En douze petits mots, Marc Bergevin résume parfaitement son métier: «Moi, je gère une équipe de hockey et aussi une masse salariale».

L'époque où les DG des équipes les plus riches de la LNH consacraient toutes leurs énergies à évaluer le talent est révolue. Aujourd'hui, ils ont aussi les yeux sur le plafond salarial, ce frein artificiel à leur pouvoir de dépenser, établi afin d'équilibrer la compétition.

C'est sous cet angle qu'il faut analyser la transaction d'hier, qui a amené Sergei Gonchar à Montréal en retour de Travis Moen. Le vétéran défenseur débarque chez le Canadien avec un seul véritable atout en poche: son contrat se termine cette saison, ce qui n'est pas le cas de celui de Moen.

Pour Bergevin, il s'agit de l'unique certitude de cette transaction. Et du principal motif de sa décision.

Avec un peu de chance, Gonchar rendra peut-être service à l'équipe. Mais l'important pour le DG était de dégager une marge de manoeuvre en prévision de l'été prochain, lorsque les contrats d'Alex Galchenyuk et Brendan Gallagher arriveront à échéance.
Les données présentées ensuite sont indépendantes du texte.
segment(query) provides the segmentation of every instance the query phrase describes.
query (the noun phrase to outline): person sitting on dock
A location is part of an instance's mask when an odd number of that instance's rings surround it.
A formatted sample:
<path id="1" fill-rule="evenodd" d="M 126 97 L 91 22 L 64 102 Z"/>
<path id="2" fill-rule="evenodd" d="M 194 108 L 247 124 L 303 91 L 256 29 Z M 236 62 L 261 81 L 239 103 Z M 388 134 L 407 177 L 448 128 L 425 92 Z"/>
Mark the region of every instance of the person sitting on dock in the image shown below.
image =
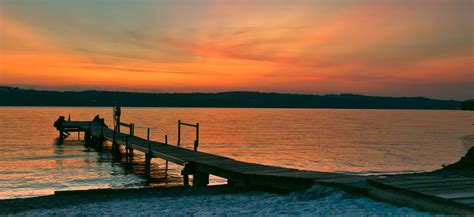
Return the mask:
<path id="1" fill-rule="evenodd" d="M 53 126 L 56 128 L 56 129 L 59 129 L 62 127 L 63 123 L 66 121 L 66 118 L 64 118 L 64 116 L 59 116 L 58 120 L 56 120 L 53 124 Z"/>

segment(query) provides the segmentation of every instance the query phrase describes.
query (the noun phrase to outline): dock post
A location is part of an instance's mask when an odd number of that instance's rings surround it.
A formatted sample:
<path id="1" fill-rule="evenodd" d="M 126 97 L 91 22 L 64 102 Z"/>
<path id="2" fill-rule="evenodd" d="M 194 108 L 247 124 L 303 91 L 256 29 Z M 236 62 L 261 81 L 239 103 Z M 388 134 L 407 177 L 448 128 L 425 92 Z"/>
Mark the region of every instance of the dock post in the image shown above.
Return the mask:
<path id="1" fill-rule="evenodd" d="M 61 128 L 61 130 L 59 130 L 59 140 L 60 141 L 63 141 L 64 140 L 64 132 L 63 132 L 63 129 Z"/>
<path id="2" fill-rule="evenodd" d="M 195 172 L 193 174 L 193 187 L 206 187 L 209 184 L 209 174 Z"/>
<path id="3" fill-rule="evenodd" d="M 168 135 L 165 135 L 165 144 L 168 145 Z M 166 172 L 168 172 L 168 160 L 166 160 Z"/>
<path id="4" fill-rule="evenodd" d="M 197 151 L 199 146 L 199 123 L 196 123 L 196 140 L 194 141 L 194 151 Z"/>
<path id="5" fill-rule="evenodd" d="M 184 163 L 184 168 L 181 171 L 181 175 L 183 175 L 183 185 L 189 186 L 189 173 L 191 172 L 192 168 L 188 162 Z"/>
<path id="6" fill-rule="evenodd" d="M 178 146 L 181 142 L 181 120 L 178 120 Z"/>
<path id="7" fill-rule="evenodd" d="M 150 128 L 147 129 L 148 152 L 145 153 L 145 174 L 151 176 L 151 142 L 150 142 Z"/>
<path id="8" fill-rule="evenodd" d="M 128 136 L 125 137 L 125 163 L 128 164 Z"/>
<path id="9" fill-rule="evenodd" d="M 135 124 L 130 124 L 130 135 L 131 136 L 135 136 Z M 132 147 L 129 147 L 128 149 L 128 155 L 130 157 L 130 160 L 133 159 L 133 148 Z"/>
<path id="10" fill-rule="evenodd" d="M 116 137 L 117 137 L 116 134 L 117 134 L 117 127 L 114 127 L 114 136 L 112 139 L 112 155 L 114 155 L 114 158 L 118 158 L 118 152 L 120 151 L 119 146 L 116 142 Z"/>

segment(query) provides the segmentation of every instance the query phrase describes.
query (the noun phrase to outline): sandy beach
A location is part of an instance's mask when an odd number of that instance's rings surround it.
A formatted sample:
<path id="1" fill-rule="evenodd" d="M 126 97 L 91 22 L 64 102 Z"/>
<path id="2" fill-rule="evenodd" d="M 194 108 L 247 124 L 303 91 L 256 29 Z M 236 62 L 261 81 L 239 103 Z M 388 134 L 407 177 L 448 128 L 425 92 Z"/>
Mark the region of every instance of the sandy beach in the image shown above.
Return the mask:
<path id="1" fill-rule="evenodd" d="M 319 185 L 284 194 L 238 192 L 226 186 L 88 190 L 2 200 L 0 210 L 10 216 L 431 215 Z"/>

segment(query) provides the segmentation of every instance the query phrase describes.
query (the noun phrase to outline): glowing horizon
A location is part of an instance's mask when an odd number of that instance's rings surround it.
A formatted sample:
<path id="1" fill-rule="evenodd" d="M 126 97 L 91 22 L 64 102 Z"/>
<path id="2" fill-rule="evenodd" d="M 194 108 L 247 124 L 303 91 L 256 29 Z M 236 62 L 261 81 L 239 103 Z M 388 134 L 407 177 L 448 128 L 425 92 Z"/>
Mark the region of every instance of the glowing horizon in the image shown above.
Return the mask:
<path id="1" fill-rule="evenodd" d="M 0 85 L 474 98 L 473 3 L 0 1 Z"/>

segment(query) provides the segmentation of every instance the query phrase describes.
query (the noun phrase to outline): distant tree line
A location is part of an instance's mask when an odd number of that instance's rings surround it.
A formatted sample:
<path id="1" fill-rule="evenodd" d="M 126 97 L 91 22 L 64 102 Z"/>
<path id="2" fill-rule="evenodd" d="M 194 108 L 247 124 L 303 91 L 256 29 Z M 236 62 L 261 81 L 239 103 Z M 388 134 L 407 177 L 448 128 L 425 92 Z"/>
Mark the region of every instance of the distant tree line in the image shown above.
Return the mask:
<path id="1" fill-rule="evenodd" d="M 1 106 L 230 107 L 461 109 L 456 100 L 425 97 L 378 97 L 355 94 L 309 95 L 260 92 L 136 93 L 114 91 L 44 91 L 0 87 Z"/>

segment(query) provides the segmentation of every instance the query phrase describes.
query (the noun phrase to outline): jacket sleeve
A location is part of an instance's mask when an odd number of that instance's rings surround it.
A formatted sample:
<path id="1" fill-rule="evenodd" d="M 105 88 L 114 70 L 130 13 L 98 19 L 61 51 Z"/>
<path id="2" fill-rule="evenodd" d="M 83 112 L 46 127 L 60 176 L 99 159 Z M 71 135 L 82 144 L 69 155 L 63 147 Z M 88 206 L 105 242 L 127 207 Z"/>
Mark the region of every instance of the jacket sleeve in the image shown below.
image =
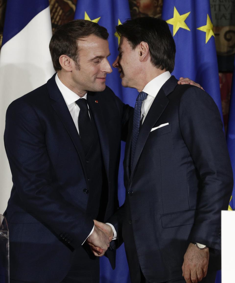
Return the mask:
<path id="1" fill-rule="evenodd" d="M 233 184 L 220 114 L 211 97 L 196 87 L 182 95 L 179 113 L 182 136 L 199 174 L 190 239 L 220 249 L 221 211 L 228 209 Z"/>
<path id="2" fill-rule="evenodd" d="M 57 235 L 69 235 L 67 240 L 76 247 L 86 239 L 94 222 L 60 194 L 60 185 L 52 177 L 44 127 L 27 102 L 17 100 L 8 107 L 4 142 L 13 182 L 25 210 Z"/>

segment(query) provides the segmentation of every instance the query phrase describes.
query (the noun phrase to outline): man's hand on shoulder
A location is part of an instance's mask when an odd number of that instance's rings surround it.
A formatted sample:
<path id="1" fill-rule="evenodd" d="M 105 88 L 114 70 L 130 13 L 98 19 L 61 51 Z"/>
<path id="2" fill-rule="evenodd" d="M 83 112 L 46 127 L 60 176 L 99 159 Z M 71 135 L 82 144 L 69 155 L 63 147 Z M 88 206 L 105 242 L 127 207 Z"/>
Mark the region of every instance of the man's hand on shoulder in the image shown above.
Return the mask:
<path id="1" fill-rule="evenodd" d="M 92 233 L 86 241 L 93 253 L 96 256 L 103 256 L 109 246 L 110 241 L 108 235 L 95 225 Z"/>
<path id="2" fill-rule="evenodd" d="M 183 78 L 182 77 L 180 78 L 179 80 L 178 81 L 178 85 L 194 85 L 196 87 L 199 87 L 203 90 L 204 90 L 203 88 L 199 83 L 196 83 L 188 78 Z"/>
<path id="3" fill-rule="evenodd" d="M 183 276 L 186 283 L 197 283 L 207 275 L 209 261 L 209 249 L 199 250 L 191 243 L 184 257 Z"/>

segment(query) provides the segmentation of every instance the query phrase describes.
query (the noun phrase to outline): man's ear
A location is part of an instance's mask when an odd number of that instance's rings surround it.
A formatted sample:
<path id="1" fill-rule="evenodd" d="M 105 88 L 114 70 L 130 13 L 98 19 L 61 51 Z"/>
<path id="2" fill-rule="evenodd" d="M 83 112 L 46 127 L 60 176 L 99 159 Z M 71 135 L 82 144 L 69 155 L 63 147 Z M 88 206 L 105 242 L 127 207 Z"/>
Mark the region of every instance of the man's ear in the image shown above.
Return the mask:
<path id="1" fill-rule="evenodd" d="M 146 61 L 149 57 L 148 44 L 144 41 L 141 42 L 138 46 L 139 59 L 141 62 Z"/>
<path id="2" fill-rule="evenodd" d="M 67 55 L 61 55 L 59 58 L 59 61 L 61 68 L 67 72 L 71 72 L 72 69 L 73 60 Z"/>

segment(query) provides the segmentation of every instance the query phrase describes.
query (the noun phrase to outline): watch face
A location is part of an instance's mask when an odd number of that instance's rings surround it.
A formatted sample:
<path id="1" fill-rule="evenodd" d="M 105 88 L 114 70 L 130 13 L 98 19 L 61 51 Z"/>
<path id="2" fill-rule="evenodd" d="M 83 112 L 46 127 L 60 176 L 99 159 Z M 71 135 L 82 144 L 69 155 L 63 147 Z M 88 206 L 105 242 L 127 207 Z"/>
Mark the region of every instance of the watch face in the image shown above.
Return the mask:
<path id="1" fill-rule="evenodd" d="M 199 244 L 199 243 L 196 243 L 196 245 L 199 248 L 205 248 L 207 247 L 205 245 L 203 245 L 202 244 Z"/>

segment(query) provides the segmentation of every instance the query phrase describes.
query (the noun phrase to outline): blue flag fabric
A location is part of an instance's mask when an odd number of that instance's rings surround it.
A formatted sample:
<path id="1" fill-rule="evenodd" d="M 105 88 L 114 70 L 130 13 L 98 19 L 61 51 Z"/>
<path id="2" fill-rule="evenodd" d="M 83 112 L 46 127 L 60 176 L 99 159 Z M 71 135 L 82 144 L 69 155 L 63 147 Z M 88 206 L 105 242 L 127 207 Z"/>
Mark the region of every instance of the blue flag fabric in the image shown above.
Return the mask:
<path id="1" fill-rule="evenodd" d="M 172 74 L 200 84 L 214 99 L 223 121 L 209 0 L 164 0 L 162 18 L 168 24 L 176 45 Z"/>
<path id="2" fill-rule="evenodd" d="M 235 180 L 235 61 L 233 68 L 226 140 L 233 172 L 233 178 Z M 229 203 L 229 210 L 235 210 L 234 184 L 233 185 L 231 199 Z"/>
<path id="3" fill-rule="evenodd" d="M 109 61 L 111 65 L 118 54 L 118 38 L 115 35 L 115 27 L 130 18 L 128 0 L 78 0 L 74 19 L 82 19 L 97 22 L 106 27 L 109 34 L 108 38 L 111 55 Z M 118 70 L 113 68 L 108 74 L 106 84 L 125 103 L 134 106 L 138 94 L 133 89 L 125 88 L 122 86 Z M 122 142 L 121 161 L 118 174 L 118 197 L 119 205 L 124 202 L 125 190 L 123 184 L 122 160 L 124 157 L 125 144 Z M 116 268 L 112 269 L 107 259 L 100 259 L 101 283 L 129 283 L 130 282 L 126 254 L 123 245 L 117 251 Z"/>

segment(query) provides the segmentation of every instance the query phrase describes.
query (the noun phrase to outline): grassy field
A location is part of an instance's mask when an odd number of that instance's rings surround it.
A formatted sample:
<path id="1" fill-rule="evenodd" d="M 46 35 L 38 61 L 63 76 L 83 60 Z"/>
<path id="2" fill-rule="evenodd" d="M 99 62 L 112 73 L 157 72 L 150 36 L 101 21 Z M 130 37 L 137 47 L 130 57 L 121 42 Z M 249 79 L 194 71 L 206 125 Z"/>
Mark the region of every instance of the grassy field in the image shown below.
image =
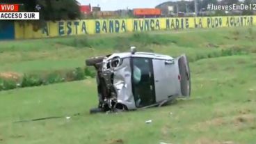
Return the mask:
<path id="1" fill-rule="evenodd" d="M 0 42 L 0 72 L 73 68 L 136 45 L 186 54 L 192 77 L 189 99 L 117 114 L 88 113 L 97 102 L 94 79 L 1 91 L 0 143 L 255 143 L 255 34 L 236 28 Z"/>

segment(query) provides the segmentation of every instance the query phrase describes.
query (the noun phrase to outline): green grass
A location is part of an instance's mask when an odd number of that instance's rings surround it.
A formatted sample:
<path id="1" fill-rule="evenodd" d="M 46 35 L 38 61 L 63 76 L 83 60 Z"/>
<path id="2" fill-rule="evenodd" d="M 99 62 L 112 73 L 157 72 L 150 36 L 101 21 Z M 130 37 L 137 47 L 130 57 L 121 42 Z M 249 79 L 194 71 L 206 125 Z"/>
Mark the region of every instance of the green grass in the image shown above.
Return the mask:
<path id="1" fill-rule="evenodd" d="M 125 37 L 145 50 L 171 56 L 186 53 L 194 60 L 190 64 L 191 98 L 179 99 L 161 108 L 90 115 L 89 109 L 97 104 L 95 80 L 93 79 L 1 91 L 0 143 L 255 143 L 256 43 L 248 31 L 248 28 L 240 28 L 161 32 L 162 34 L 152 32 L 143 36 L 147 39 L 152 36 L 157 40 L 161 38 L 160 44 L 154 43 L 154 40 L 145 44 L 143 38 L 132 40 L 132 34 L 88 38 L 97 42 L 118 37 L 124 40 Z M 232 38 L 225 38 L 227 36 Z M 0 58 L 3 61 L 0 61 L 0 70 L 24 72 L 70 67 L 73 65 L 75 67 L 83 65 L 84 58 L 90 55 L 116 50 L 114 45 L 117 42 L 114 40 L 111 43 L 104 42 L 107 43 L 106 49 L 96 45 L 93 48 L 61 46 L 58 54 L 55 54 L 55 46 L 50 47 L 52 43 L 75 38 L 1 42 L 6 47 L 15 46 L 10 50 L 2 48 L 1 45 L 0 49 L 3 52 L 0 54 Z M 167 38 L 173 41 L 166 42 Z M 39 43 L 38 47 L 35 42 Z M 45 42 L 45 47 L 41 47 L 40 42 Z M 18 43 L 34 46 L 26 51 L 28 56 L 7 56 L 10 54 L 25 54 L 18 47 L 22 45 Z M 247 52 L 208 58 L 209 54 L 221 54 L 221 49 L 239 49 Z M 42 55 L 42 51 L 47 54 Z M 70 120 L 13 123 L 20 120 L 69 116 L 77 113 L 81 115 Z M 152 122 L 145 124 L 148 120 L 152 120 Z"/>

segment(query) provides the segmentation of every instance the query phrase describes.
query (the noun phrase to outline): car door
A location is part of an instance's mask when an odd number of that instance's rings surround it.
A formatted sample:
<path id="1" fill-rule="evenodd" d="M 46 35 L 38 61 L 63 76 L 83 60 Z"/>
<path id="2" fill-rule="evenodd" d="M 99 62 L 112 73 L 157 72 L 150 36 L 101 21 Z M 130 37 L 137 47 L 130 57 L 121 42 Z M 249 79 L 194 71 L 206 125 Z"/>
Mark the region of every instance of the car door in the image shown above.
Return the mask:
<path id="1" fill-rule="evenodd" d="M 181 94 L 184 97 L 189 97 L 191 91 L 191 81 L 189 61 L 186 55 L 178 57 L 178 67 L 180 74 Z"/>
<path id="2" fill-rule="evenodd" d="M 155 103 L 154 73 L 151 58 L 131 58 L 132 90 L 137 107 Z"/>
<path id="3" fill-rule="evenodd" d="M 179 71 L 175 64 L 174 60 L 153 59 L 157 102 L 180 93 Z"/>

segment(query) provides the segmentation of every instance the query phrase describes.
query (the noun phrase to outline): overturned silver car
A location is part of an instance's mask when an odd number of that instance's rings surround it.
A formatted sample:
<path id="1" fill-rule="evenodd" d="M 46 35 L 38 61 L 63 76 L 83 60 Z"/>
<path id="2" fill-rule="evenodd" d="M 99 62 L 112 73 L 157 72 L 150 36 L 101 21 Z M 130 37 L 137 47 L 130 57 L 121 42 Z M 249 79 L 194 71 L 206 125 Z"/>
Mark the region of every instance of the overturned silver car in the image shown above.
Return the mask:
<path id="1" fill-rule="evenodd" d="M 86 61 L 97 70 L 99 104 L 90 113 L 161 106 L 191 94 L 186 55 L 177 58 L 136 52 L 117 53 Z"/>

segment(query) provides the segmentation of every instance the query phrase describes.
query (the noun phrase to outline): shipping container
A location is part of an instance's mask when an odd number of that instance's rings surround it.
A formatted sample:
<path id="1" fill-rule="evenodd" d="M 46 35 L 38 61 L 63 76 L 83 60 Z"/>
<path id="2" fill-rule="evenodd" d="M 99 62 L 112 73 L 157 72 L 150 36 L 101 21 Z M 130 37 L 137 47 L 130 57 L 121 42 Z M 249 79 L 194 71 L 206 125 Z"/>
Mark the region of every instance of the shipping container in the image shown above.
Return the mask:
<path id="1" fill-rule="evenodd" d="M 135 16 L 160 16 L 161 10 L 159 8 L 134 8 Z"/>
<path id="2" fill-rule="evenodd" d="M 91 12 L 90 5 L 80 6 L 80 11 L 83 14 L 89 14 Z"/>

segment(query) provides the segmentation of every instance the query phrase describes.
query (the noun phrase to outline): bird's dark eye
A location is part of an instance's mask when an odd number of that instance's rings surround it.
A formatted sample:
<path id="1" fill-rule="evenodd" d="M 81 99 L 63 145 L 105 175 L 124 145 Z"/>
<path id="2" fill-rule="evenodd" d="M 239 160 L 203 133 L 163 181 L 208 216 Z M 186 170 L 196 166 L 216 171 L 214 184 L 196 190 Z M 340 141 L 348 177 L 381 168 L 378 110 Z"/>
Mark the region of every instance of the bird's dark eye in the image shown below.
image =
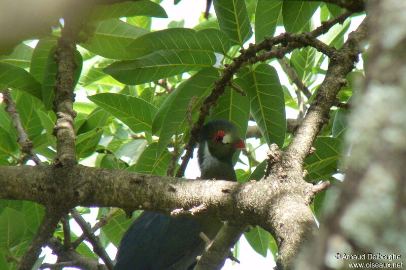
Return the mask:
<path id="1" fill-rule="evenodd" d="M 216 142 L 222 142 L 223 138 L 225 135 L 225 132 L 222 130 L 217 131 L 213 137 L 213 139 Z"/>

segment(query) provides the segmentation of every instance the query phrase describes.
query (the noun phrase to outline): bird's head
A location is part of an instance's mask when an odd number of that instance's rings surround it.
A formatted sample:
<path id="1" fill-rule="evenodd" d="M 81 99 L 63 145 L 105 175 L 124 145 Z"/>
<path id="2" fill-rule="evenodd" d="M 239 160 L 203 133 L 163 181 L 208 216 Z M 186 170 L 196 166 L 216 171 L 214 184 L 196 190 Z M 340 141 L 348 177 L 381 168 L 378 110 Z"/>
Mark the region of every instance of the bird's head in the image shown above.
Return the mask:
<path id="1" fill-rule="evenodd" d="M 231 161 L 237 148 L 245 147 L 236 127 L 224 120 L 207 124 L 199 134 L 199 161 L 208 156 L 219 160 Z"/>

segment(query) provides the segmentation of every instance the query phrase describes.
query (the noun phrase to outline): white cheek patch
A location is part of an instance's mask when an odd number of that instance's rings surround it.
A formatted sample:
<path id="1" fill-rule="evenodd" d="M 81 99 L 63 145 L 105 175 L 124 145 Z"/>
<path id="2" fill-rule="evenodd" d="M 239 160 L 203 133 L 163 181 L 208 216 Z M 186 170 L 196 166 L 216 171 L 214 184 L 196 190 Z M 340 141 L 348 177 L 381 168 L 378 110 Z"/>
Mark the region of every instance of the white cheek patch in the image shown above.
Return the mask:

La chute du dollar canadien favorise les exportations canadiennes. En revanche, comme l'explique mon collègue Marc Antoine Godin ailleurs dans ce numéro, elle pourrait entraîner une stabilisation du plafond salarial à 69 millions US en 2015-2016. Ce serait une mauvaise nouvelle pour les organisations flirtant déjà avec ce chiffre, dont le Canadien.

La priorité de Bergevin n'était donc pas d'obtenir Gonchar, mais de se départir de Moen. Tout simplement en raison de la durée de son contrat. C'est aussi pourquoi il espérait que Rene Bourque serait réclamé au ballottage. Mais aucune équipe n'a mordu.

Cela dit, pour vous donner une idée des attentes de Bergevin à l'endroit de Gonchar, voici sa remarque à son propos, hier: «Sergei n'est pas le joueur qu'il était. Il est rendu à 40 ans.»

Ça veut tout dire.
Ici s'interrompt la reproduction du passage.